Technically, they could still advance from Munster in third position but it’s a long shot that requires Cork and Clare to beat Waterford over the next two weekends and Tipp themselves to overcome Cork by a decent margin in their final group game on Sunday week.
“We came down here to win and we wanted to keep some hope alive in terms of the championship – we know now that’s gone beyond us,” acknowledged Bonnar after Sunday’s battling defeat to Limerick.
Three years after lifting the Liam MacCarthy Cup, the same year their U-20s retained the All-Ireland at that grade, this was not how things were meant to pan out.
The thing is, even with the Munster championship’s wooden spoon dangling above them after failing to pick up a single point, even after league defeats to Dublin and Waterford that took the gloss off their season-high win over Kilkenny in February and even with seven months of an inter-county black hole ahead of them, Tipp supporters are positive.
There was enough in the displays against Limerick and Waterford to offer encouragement and, most of all, hope.
“It was almost impossible what he was facing this season,” said former Tipperary player and manager Len Gaynor of the situation thrust upon Bonnar.
“Between all the injuries, Padraic Maher having to retire, which was a huge thing to happen to the team because not alone was he a good player but he dominated that whole area, and then the need to bring through more young players, it was a very difficult job to walk into.
“I would be happy enough with how we’re going. Look, we’re not strong enough to win at the moment, that’s the truth of it. We’re not strong enough to win a Munster title or an All-Ireland title but we’re heading in the right direction.”
When Moyne-Templetuohy’s Gearóid O’Connor came on for Tipp against Clare in their second provincial game, he became the 31st player to feature in a competitive game for them this year.
That’s less experimentation than, say, Galway, who were up to 35 by the end of the national league but just consider all the players Tipp didn’t have.

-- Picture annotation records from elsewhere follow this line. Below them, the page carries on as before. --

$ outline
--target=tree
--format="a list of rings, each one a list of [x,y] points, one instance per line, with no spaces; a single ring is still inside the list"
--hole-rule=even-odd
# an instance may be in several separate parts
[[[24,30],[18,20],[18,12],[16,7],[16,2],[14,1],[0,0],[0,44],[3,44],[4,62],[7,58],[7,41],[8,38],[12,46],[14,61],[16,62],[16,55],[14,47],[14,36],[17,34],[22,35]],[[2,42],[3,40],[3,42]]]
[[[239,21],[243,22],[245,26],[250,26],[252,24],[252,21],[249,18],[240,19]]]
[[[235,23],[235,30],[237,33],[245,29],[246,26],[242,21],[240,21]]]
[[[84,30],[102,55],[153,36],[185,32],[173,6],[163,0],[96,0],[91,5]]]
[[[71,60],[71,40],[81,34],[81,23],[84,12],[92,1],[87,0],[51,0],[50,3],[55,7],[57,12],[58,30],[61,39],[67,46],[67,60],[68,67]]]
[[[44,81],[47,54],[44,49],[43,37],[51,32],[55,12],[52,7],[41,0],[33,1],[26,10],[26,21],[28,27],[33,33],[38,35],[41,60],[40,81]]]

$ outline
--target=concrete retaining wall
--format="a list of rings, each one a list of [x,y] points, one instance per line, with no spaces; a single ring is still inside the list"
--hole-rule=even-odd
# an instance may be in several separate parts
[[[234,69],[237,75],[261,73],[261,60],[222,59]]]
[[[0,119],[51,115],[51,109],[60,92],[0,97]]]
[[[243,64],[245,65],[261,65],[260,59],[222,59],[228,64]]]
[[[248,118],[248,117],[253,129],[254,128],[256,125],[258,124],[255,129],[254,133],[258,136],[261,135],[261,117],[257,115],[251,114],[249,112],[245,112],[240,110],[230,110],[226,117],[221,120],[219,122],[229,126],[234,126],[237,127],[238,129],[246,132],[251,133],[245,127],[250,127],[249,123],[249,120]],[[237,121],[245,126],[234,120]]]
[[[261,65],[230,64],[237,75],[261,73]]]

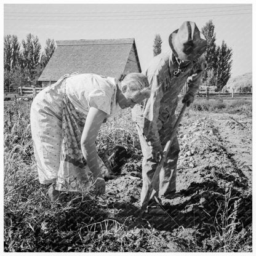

John ‘Bubbles’ O’Dwyer didn’t feature at all because of injury. Séamus Callanan only started one league game in February before breaking his hand. Maher retired. Achilles surgery ended John McGrath’s year. Jason Forde and James Quigley missed the Limerick game with injuries too. If Bonnar didn’t have bad luck, he’d have had no luck at all.
Good players
Within all of that chaos, Craig Morgan and Dillon Quirke have become championship regulars. Quigley as well. Mark Kehoe started seven of Tipp’s eight league and championship games, scoring in all but one of those. Next to him, Jake Morris, his partner in the full-forward line when Tipp won the 2018 All-Ireland U-21 final, has time on his side too.
“You’re talking three or four good players that have come in this year and showed they’re well able to fit into that jigsaw,” said Gaynor. “It’ll take time to mesh them all together, to get the positioning right and that’s fair enough, I don’t think anyone thought it was going to happen straight away.”
Gaynor fancies Limerick to go on and win it out again. Not the Munster championship but the All-Ireland.
“We nearly caught them on Sunday, they were below par, way below par, a lot of passes that went astray and misses that you just don’t see normally with Limerick,” he said. “Maybe they were a bit complacent. I’d imagine their management were very happy because it was not a good performance but it was still a sizeable enough win. They look like a team gearing up for the bigger stuff with a bit still left in the tank.”
He likes the look of Waterford too.
“They remind me a lot of the Waterford team that won their last All-Ireland in 1959,” he said. “Not the short-passing stuff or any of that but just the way they play the game. They’re flamboyant and they’ll blaze their way up the pitch. I was at the ’59 final, it was my first All-Ireland to go to and that’s how they played then. They were mesmerising. I see the same sort of application in this Waterford team, the way they go for it.”
And Tipp, they remain a work in progress. Five losses from eight competitive games isn’t a great return from 2022 – they lost to Kerry during the pre-season too – but beating Cork, the auld enemy, to avoid bottom spot in the table is still a realistic target.
“You could look on it as a reasonable season then, with the couple of wins they would have had,” said Gaynor. “A win against a team like Cork would be a big boost to us all but it’s about performance really. If the players are giving their best you can’t complain and they definitely gave that against Limerick.”